For some of the variables we can observe a right-skewedness. In right skewed distributions, the mean is typically higher than the median which is being confirmed by the output above. Here better use first and third quartiles, since these will give some sense of the asymmetry of the distribution.
aggregate(data$median_house_value, list(data$ocean_proximity), FUN=mean)
## Group.1 x
## 1 INLAND 12.31949
## 2 <1H OCEAN 22.37242
## 3 NEAR BAY 23.59176
## 4 NEAR OCEAN 22.67112
## 5 ISLAND 38.04400
My assumptions (proximity to water = pricier) from earlier got confirmed. Although bay seems to be more costly than near ocean. Seems to be specific for San Francisco, as bay is huge and pretty (I assume, was also there but can’t recall). Checked coordinates manually on map.
data_correlation_matrix <- data[, c(1,2,3,4,5,6,7,8)]
data_correlation_matrix_rounded <- cor(data_correlation_matrix)
round(data_correlation_matrix_rounded, 2)

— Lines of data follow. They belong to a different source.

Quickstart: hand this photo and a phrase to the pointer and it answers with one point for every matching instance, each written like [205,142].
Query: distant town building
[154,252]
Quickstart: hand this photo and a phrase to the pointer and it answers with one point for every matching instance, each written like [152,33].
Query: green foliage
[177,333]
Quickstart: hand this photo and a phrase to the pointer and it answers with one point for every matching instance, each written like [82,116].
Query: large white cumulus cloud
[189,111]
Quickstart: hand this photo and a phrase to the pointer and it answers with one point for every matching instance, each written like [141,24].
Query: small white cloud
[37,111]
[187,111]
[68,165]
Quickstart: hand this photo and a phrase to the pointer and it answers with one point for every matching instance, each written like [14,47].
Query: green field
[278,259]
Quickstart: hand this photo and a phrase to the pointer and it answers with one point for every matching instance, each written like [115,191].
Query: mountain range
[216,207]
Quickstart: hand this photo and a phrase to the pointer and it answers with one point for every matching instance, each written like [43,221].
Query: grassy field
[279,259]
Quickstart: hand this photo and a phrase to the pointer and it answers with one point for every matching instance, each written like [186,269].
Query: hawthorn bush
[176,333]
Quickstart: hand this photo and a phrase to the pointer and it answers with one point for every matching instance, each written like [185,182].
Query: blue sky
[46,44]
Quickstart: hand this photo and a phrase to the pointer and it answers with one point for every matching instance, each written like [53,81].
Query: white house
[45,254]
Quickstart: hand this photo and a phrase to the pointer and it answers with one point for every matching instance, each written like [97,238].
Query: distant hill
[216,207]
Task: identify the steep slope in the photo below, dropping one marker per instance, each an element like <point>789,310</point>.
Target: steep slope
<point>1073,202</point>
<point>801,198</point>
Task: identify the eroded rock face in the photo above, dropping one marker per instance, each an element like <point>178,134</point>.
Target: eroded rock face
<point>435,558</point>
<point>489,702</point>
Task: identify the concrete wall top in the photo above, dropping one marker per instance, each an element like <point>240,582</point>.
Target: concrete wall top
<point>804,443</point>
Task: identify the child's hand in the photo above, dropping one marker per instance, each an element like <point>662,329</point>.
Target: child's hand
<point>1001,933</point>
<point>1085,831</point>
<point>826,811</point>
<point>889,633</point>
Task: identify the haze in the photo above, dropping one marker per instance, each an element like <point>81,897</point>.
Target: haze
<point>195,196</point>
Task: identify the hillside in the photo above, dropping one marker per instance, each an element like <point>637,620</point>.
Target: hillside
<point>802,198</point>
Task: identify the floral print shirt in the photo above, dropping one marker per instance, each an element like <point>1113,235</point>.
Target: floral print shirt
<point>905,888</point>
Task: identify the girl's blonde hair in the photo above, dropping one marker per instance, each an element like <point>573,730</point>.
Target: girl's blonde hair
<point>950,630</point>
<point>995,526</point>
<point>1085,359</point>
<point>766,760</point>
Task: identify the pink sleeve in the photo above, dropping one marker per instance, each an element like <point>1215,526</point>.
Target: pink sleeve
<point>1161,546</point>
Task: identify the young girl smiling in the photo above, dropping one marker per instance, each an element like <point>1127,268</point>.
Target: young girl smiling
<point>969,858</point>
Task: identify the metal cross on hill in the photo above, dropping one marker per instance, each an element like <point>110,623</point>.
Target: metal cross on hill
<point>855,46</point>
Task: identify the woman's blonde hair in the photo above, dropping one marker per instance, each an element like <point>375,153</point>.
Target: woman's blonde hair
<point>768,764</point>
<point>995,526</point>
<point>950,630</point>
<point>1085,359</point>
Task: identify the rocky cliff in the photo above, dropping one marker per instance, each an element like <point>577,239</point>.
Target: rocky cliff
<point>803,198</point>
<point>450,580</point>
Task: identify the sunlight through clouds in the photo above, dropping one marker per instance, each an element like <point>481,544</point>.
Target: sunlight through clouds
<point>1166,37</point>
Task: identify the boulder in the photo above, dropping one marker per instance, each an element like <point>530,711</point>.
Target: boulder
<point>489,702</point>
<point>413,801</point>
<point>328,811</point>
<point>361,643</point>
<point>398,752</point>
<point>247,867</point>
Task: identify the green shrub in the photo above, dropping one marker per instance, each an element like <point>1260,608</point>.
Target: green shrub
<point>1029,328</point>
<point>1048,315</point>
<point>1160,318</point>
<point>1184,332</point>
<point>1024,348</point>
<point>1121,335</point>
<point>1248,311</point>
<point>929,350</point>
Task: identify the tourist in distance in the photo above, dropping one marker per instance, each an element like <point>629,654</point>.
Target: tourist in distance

## longitude latitude housing_median_age total_rooms population
## longitude 1.00 -0.92 -0.10 0.04 0.10
## latitude -0.92 1.00 0.01 -0.03 -0.11
## housing_median_age -0.10 0.01 1.00 -0.37 -0.29
## total_rooms 0.04 -0.03 -0.37 1.00 0.86
## population 0.10 -0.11 -0.29 0.86 1.00
## households 0.06 -0.07 -0.31 0.92 0.91
## median_income -0.01 -0.08 -0.20 0.22 0.04
## median_house_value -0.05 -0.15 0.07 0.14 0.01
## households median_income median_house_value
## longitude 0.06 -0.01 -0.05
## latitude -0.07 -0.08 -0.15
## housing_median_age -0.31 -0.20 0.07
## total_rooms 0.92 0.22 0.14
## population 0.91 0.04 0.01
## households 1.00 0.05 0.10
## median_income 0.05 1.00 0.65
## median_house_value 0.10 0.65 1.00
Comment on the resulting table with one sentence. [✓]
Districts on the island make up too small of an amount to have an impact, other than that the distribution is not too bad, considering near bay and near ocean could be combined as it has similar value for inhabitants.